Fortunately, I followed close behind you, and we delivered our firstborn sons within a few months of each other. I will admit that, like a little sister following in a big sister’s footsteps, I sometimes felt weary that we—my son and I—were always a half step behind you. But like most sisters, over time I realized that there is no measuring when it comes to things like friendship, love, and motherhood.

And so I celebrated when your son said his first words, and you clapped when my son started walking. We lamented the sleepless nights and offered each other potty training tips. We complained about the hard days and wondered what the fuck we were thinking when we decided to have kids in the first place. And then we laughed, if for no other reason than to ward off the tears.

When we got together with our families in those early days of motherhood, our sons played together in the way that toddlers and preschoolers do—which means they played next to each other, fought over toys now and then, and basically had no use for each other.

As they grew, their differences began to emerge. Your son took a liking to sports early on, shooting hoops for hours, while my son preferred animals, rattling off names like Sichuan takin. I suspected that as they grew their differences would become even more pronounced, and the best we could hope for was benign tolerance until they eventually went their separate ways in adolescence when they weren’t forced to hang out with their families anymore.

But something interesting happened somewhere along the way. Instead of their differences becoming more pronounced, they narrowed and their interests began to overlap. But even more than that, their differences and varied interests just didn’t seem to matter to them. When we were all together, our boys often ran off with each other, eager to introduce the other one to their latest obsession.

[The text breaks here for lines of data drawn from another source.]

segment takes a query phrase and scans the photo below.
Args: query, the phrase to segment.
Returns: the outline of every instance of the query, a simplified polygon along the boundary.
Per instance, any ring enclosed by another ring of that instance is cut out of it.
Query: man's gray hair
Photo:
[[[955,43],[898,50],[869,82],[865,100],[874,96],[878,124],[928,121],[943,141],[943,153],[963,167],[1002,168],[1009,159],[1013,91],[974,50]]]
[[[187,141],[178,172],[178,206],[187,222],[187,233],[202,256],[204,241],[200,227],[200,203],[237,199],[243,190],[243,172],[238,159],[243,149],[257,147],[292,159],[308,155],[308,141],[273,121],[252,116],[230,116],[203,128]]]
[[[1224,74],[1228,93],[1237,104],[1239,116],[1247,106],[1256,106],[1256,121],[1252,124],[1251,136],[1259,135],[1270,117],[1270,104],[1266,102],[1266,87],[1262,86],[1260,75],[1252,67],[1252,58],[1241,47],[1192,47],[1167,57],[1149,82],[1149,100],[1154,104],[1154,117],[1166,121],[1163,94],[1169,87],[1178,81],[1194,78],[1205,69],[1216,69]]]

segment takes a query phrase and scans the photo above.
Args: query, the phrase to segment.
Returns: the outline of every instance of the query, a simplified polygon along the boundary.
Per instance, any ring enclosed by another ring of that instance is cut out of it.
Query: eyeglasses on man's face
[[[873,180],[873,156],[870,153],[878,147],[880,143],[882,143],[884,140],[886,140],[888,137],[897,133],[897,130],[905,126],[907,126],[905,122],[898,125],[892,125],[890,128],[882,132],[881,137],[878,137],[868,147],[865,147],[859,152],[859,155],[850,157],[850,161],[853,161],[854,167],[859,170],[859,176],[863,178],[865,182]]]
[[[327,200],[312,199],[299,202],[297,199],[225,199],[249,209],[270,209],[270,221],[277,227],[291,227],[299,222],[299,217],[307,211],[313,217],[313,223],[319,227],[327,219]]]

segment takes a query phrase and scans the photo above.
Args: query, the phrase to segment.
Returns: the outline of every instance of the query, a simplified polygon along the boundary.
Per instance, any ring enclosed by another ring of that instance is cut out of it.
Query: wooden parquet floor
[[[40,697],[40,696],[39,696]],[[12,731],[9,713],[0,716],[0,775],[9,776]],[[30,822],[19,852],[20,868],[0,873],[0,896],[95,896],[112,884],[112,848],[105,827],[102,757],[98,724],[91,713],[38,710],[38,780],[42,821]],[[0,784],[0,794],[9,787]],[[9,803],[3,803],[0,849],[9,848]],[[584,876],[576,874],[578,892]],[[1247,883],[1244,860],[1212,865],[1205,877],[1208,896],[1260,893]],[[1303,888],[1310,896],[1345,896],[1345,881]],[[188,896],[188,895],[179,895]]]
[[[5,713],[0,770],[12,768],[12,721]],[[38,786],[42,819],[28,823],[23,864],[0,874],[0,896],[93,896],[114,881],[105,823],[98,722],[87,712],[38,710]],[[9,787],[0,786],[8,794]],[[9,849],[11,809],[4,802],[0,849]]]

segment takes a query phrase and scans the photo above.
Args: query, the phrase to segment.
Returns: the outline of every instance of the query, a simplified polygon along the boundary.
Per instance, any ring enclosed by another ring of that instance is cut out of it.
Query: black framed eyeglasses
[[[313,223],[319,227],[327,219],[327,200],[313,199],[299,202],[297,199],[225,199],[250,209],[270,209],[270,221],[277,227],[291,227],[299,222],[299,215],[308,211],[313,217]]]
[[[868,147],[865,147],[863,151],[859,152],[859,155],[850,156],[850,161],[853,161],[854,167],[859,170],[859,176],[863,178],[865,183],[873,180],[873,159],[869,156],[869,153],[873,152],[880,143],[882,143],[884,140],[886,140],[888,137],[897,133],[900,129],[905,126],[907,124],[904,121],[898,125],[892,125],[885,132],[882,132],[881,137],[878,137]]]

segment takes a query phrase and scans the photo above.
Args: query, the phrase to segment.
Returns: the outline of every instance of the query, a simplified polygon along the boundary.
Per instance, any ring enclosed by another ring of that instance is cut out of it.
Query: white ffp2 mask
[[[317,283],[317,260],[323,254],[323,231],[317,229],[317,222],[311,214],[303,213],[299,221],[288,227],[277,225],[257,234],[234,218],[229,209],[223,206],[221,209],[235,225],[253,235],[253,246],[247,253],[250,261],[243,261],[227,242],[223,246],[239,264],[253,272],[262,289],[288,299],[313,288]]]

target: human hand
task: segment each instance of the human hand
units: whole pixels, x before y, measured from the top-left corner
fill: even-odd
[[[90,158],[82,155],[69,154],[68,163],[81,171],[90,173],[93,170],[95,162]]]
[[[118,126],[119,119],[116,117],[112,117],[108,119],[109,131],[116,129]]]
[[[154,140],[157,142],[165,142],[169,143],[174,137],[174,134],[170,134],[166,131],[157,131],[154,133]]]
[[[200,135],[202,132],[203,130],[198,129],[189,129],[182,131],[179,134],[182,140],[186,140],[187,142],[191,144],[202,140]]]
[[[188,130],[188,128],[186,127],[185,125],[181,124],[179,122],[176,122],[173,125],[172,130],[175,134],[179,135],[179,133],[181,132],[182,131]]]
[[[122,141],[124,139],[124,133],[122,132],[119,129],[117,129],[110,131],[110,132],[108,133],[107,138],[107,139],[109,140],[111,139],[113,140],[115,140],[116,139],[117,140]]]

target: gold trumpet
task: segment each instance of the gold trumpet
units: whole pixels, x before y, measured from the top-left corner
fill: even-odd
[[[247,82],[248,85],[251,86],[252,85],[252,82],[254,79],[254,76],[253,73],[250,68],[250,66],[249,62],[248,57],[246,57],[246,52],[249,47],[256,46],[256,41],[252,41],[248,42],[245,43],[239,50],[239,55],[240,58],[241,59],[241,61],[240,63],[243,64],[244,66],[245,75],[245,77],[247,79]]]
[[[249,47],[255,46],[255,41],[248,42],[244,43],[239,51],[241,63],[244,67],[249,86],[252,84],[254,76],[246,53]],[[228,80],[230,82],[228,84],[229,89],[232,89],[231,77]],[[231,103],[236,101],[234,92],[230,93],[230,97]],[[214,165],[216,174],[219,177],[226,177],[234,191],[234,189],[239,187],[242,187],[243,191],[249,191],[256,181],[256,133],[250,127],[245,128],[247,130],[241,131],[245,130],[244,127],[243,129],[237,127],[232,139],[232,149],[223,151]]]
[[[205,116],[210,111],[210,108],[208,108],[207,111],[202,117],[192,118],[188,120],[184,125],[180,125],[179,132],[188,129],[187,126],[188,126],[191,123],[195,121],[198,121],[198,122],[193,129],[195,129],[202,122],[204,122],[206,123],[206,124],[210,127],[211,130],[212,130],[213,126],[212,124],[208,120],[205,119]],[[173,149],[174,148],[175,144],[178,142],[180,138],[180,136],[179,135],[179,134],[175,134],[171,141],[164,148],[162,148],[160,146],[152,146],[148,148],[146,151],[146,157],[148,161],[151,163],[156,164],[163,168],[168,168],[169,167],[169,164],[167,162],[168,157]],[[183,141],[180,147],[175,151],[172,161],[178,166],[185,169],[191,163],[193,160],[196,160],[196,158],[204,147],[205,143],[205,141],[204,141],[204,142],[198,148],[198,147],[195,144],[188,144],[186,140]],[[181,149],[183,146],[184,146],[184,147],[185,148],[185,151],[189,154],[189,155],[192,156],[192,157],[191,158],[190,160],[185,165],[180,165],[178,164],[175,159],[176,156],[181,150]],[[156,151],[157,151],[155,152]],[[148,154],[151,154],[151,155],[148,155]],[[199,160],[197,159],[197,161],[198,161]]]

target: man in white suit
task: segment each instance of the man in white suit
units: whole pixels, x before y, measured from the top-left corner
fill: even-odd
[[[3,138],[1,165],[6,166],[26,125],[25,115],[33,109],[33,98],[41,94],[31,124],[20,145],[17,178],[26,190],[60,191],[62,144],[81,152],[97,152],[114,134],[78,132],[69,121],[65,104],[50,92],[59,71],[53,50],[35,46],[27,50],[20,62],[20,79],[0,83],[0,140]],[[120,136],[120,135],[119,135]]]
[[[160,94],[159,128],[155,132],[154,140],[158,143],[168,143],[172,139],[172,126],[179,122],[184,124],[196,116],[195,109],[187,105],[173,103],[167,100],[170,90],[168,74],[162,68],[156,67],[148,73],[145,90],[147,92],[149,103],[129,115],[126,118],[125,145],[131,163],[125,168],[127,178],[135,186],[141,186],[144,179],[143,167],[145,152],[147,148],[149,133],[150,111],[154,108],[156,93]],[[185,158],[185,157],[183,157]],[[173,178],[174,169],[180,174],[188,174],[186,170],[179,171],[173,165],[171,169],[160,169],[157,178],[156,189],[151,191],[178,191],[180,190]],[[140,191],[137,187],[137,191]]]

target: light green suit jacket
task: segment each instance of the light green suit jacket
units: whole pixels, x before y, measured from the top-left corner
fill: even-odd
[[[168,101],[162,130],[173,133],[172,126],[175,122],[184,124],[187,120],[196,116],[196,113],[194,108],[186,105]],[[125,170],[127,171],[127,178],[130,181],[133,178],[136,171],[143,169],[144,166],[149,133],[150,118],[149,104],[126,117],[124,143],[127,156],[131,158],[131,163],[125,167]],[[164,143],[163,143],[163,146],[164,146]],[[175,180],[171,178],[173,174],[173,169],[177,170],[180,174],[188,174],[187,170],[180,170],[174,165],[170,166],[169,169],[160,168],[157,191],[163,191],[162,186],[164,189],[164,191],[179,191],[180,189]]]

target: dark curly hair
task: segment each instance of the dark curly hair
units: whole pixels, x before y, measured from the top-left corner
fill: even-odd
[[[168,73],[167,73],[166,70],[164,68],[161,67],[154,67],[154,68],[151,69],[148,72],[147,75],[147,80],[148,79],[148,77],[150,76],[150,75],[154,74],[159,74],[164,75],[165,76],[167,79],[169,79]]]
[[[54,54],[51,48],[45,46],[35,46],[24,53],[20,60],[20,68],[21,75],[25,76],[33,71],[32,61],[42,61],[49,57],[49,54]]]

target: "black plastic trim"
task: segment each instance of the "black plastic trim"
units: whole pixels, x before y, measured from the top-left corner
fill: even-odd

Sure, there were squabbles from time to time, but for the most part, you and I let them figure it out on their own. We didn’t rush in to shape their friendship, but instead let it develop over time and in its own way until, at some point, a friendship independent of ours emerged between them. They are not just the children of two friends; rather, they are two children who are friends.

And it is, quite simply, magical.

Last summer when we spent a few days at the lake, you and I sat on the dock, feet dangling over the edge, and we watched our boys. We watched them splash and float on a raft and kick their little-boy legs. We overheard their words as they debated whether or not to swim farther than allowed and they rattled off the names of their favorite baseball players. We listened to them laugh and squeal, occasionally argue about something and then forget about it when their next laugh bubbled up.

And I tell you, it filled me up with a joy so deep and true that my heart almost burst wide open. Like looking at the sun, it was so intensely bright and stunning that I almost had to look away.

But I looked anyway. I looked long, and I looked hard.

Because there is nothing more beautiful than witnessing the buds of our children’s friendship growing out of the roots of ours.